Machine Learning · Spatial Validation · Energy

Where Solar Gets Built (and Why It Isn't About Sun)

Developers don't build solar farms where the sun is strongest. They build where the grid is reachable. This project models utility-scale solar siting across Texas, finds that grid access outweighs sunshine by roughly an order of magnitude, then transfers the model to North Carolina to show the rule is set by policy, not physics.

Python · scikit-learnRandom Forest · XGBoostSHAP Google Earth EngineSpatial Block CVUSPVDB · HIFLD · NSRDB
Relative solar siting suitability across Texas from a Random Forest model
Relative siting suitability across Texas. Warm corridors trace grid-accessible east and central Texas; grey areas fall outside the model's Area of Applicability; triangles are existing facilities.
01The question

Most solar maps rank land by sunshine and slope. They describe physical potential — where panels would generate the most. But that is not where solar actually gets built.

This project models realized siting: using 176 operating utility-scale facilities, it asks what actually separates the land developers chose from the land they didn't. The answer turns out to be economic, not meteorological.

The question isn't "where is the best sun" — it's what actually drives siting decisions, and whether that rule holds in a state with completely different energy policy.

SHAP feature importance with replicate error bars
Feature importance (mean |SHAP| over 10 replicates, error bars). Distance to transmission dominates; irradiance sits in a minor secondary cluster.
02The headline finding
~9×Grid access vs irradiance importance (permutation)
0.92Spatial cross-validated ROC-AUC
More solar in North Carolina, on worse sun

Across Texas's uniformly sunny range (4.5 to 5.87 kWh/m²/day), the marginal sunshine difference between one parcel and the next barely moves siting. Distance to transmission infrastructure dominates instead — about 9× more important than irradiance by permutation importance, 5× by SHAP.

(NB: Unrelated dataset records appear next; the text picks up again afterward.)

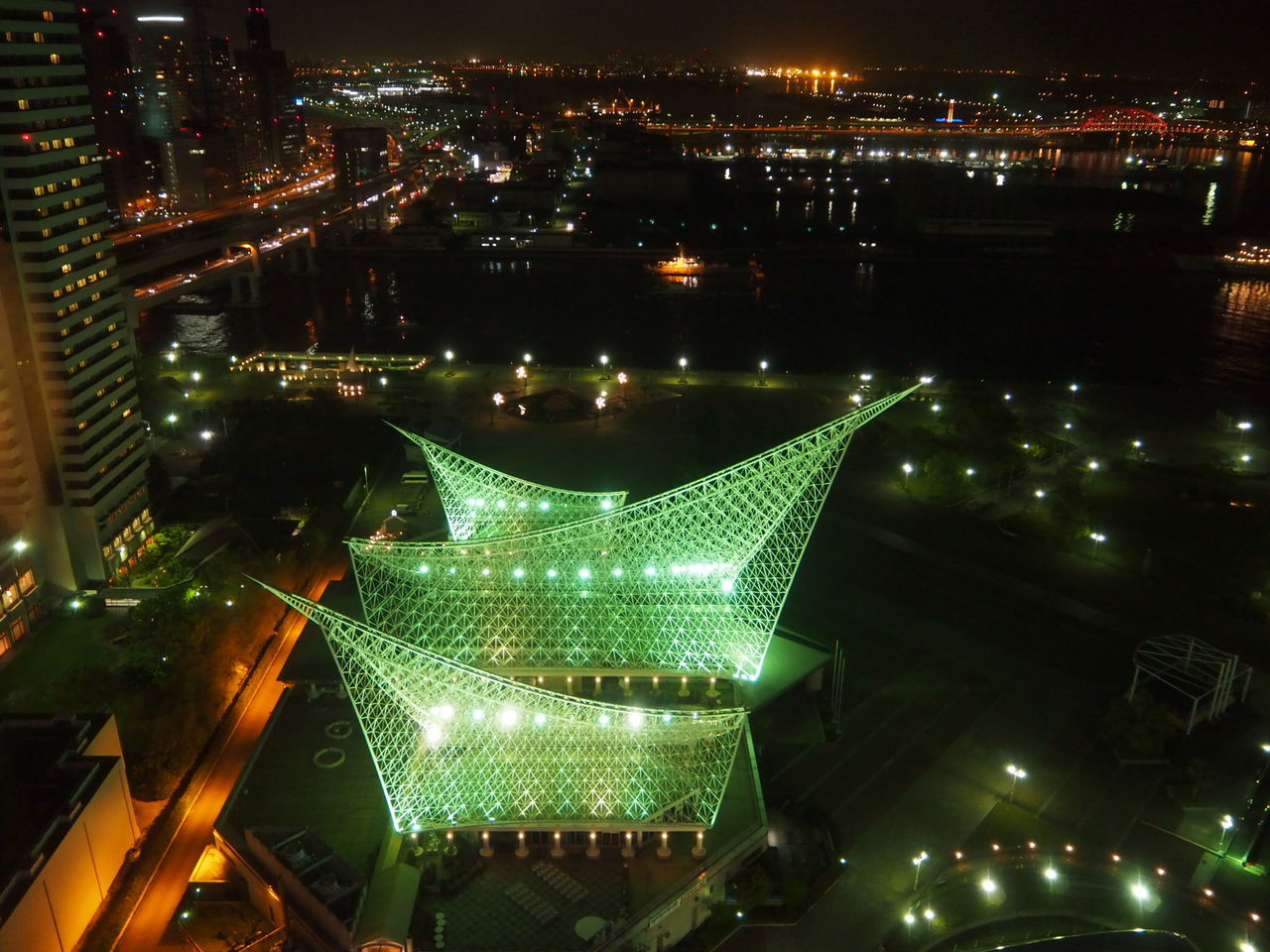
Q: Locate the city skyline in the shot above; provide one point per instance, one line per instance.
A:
(1032, 37)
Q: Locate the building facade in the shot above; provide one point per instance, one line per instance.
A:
(72, 444)
(68, 830)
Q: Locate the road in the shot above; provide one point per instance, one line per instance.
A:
(321, 179)
(213, 782)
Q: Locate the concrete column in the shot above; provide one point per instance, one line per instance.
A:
(663, 852)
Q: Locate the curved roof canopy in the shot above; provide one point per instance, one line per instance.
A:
(461, 748)
(481, 503)
(689, 581)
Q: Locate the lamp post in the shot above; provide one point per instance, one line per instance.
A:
(917, 867)
(1098, 538)
(1016, 774)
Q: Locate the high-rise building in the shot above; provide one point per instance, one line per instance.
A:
(361, 153)
(278, 144)
(258, 28)
(72, 445)
(108, 70)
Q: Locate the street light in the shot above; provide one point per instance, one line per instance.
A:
(1016, 774)
(917, 870)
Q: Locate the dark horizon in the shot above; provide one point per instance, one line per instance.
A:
(1118, 37)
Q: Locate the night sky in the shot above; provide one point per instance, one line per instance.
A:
(1223, 39)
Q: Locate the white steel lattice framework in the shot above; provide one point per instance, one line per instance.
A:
(480, 502)
(690, 581)
(457, 748)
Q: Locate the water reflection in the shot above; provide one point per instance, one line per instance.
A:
(1241, 333)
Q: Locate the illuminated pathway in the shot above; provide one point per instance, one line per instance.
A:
(989, 897)
(213, 780)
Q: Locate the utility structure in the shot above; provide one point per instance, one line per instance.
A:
(463, 673)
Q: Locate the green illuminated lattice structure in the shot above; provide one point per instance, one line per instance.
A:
(689, 581)
(480, 502)
(460, 748)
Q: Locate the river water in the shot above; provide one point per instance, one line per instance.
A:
(1015, 317)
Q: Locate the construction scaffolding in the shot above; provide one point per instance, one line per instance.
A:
(1203, 675)
(686, 583)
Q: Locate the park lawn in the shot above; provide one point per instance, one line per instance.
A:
(56, 645)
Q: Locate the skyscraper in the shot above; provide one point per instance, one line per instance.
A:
(108, 68)
(278, 141)
(72, 445)
(258, 28)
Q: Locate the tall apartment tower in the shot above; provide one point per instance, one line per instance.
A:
(72, 445)
(280, 143)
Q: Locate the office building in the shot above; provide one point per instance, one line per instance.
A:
(276, 148)
(72, 445)
(68, 826)
(361, 154)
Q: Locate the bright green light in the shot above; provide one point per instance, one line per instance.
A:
(436, 726)
(717, 557)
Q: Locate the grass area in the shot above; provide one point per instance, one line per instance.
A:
(45, 654)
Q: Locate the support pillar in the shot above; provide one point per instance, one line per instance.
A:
(663, 851)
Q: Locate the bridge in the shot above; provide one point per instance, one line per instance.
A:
(187, 262)
(1098, 121)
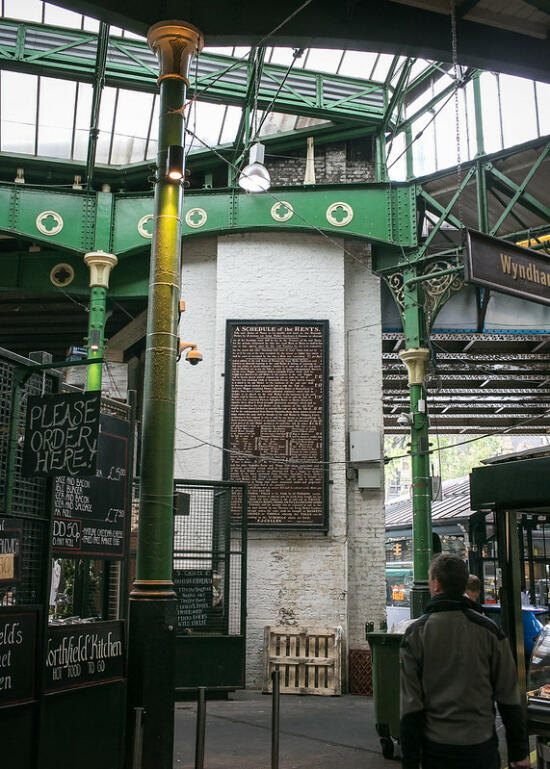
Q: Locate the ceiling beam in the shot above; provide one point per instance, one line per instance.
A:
(387, 27)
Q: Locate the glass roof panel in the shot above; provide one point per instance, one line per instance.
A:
(82, 121)
(518, 99)
(492, 133)
(26, 10)
(543, 102)
(358, 64)
(324, 59)
(56, 117)
(18, 110)
(231, 124)
(52, 117)
(60, 17)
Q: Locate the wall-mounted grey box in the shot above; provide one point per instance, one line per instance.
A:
(369, 476)
(364, 446)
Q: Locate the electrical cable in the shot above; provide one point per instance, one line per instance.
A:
(309, 463)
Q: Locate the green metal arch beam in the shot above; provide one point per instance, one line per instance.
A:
(71, 54)
(385, 26)
(78, 222)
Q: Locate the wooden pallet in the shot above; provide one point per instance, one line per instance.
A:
(309, 660)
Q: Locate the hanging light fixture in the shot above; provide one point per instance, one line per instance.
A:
(175, 163)
(255, 177)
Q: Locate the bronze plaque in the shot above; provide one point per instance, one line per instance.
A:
(276, 420)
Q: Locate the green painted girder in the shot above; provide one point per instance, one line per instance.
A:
(71, 54)
(122, 223)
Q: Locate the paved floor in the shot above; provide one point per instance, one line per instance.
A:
(315, 733)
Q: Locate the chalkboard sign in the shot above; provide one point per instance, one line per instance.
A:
(81, 655)
(17, 655)
(194, 597)
(90, 514)
(61, 434)
(11, 534)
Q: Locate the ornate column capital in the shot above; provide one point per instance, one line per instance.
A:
(415, 359)
(100, 264)
(174, 43)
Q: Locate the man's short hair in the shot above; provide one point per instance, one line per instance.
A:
(474, 583)
(451, 572)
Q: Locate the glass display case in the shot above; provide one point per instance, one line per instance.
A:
(538, 679)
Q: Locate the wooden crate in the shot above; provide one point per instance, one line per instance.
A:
(309, 659)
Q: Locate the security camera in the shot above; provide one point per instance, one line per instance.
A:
(405, 420)
(193, 357)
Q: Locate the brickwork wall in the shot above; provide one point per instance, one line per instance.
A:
(334, 164)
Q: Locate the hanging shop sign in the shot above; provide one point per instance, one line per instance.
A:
(82, 655)
(505, 267)
(11, 535)
(276, 420)
(61, 434)
(17, 655)
(91, 514)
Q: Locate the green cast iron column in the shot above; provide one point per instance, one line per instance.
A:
(100, 265)
(421, 499)
(152, 612)
(415, 357)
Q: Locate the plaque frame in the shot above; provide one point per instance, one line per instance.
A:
(231, 323)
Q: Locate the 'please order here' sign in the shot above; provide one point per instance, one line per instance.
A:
(61, 434)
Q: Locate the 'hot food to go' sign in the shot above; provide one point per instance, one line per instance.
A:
(61, 434)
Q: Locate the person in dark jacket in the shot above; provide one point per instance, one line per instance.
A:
(455, 665)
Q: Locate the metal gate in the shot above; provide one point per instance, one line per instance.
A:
(210, 541)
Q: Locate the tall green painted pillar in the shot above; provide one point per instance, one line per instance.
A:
(415, 359)
(152, 611)
(100, 265)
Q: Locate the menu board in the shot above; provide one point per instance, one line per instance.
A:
(17, 657)
(80, 655)
(11, 535)
(276, 420)
(194, 591)
(90, 513)
(61, 434)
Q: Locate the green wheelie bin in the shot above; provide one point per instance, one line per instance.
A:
(385, 686)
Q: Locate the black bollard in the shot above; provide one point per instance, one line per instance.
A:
(201, 728)
(138, 738)
(275, 679)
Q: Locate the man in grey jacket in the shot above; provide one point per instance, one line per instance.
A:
(455, 665)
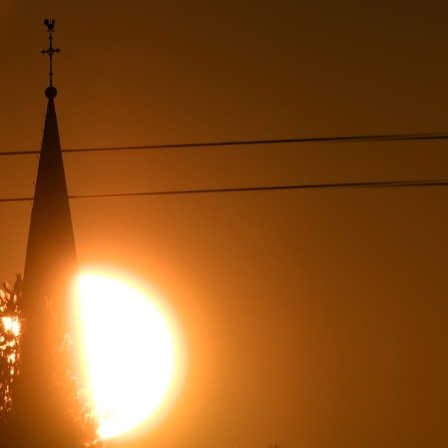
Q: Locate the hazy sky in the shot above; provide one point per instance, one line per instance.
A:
(312, 318)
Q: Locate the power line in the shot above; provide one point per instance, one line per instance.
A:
(382, 184)
(353, 138)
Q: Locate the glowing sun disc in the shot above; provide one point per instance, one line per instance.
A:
(129, 353)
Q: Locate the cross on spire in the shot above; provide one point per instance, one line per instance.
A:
(49, 23)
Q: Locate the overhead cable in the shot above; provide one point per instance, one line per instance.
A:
(380, 184)
(353, 138)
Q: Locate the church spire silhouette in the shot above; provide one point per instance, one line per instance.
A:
(41, 403)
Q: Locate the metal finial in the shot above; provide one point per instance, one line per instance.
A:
(49, 23)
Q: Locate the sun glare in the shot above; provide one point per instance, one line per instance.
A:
(130, 355)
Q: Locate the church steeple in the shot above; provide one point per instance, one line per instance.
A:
(39, 415)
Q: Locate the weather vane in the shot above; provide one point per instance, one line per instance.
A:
(49, 23)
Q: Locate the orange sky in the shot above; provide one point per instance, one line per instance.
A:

Irradiance is not irrelevant: a Boruta shadow-feature test confirms it is a genuine predictor. It is simply a minor one. In a uniformly sunny state, what separates a built site from an unbuilt one is grid access, not sun.

FeatureSHAP importance
Distance to transmission0.212
Distance to substation0.100
Distance to road0.046
Land cover0.045
Solar irradiance (GHI)0.044
Elevation0.035
Slope0.017

Transmission ranks first in all 10 replicate draws; irradiance sits in a tangled middle cluster with land cover and roads.

03The transfer test

A single-state finding is just a single state. So the Texas-trained model was applied, untouched, to North Carolina — a state with the opposite solar economy: many small plants driven by federal PURPA and state renewable-portfolio policy, on lower irradiance, versus Texas's few large merchant-scale plants.

North Carolina built roughly four times as much solar as Texas despite worse sun. The model transfers partially (ROC-AUC 0.76 ± 0.01): the siting logic generalizes in kind — grid access matters everywhere — but shifts in degree. Texas plants hug transmission at a median of 55 m; North Carolina's sit near 850 m, connecting to distribution rather than high-voltage transmission. Same shape, different threshold.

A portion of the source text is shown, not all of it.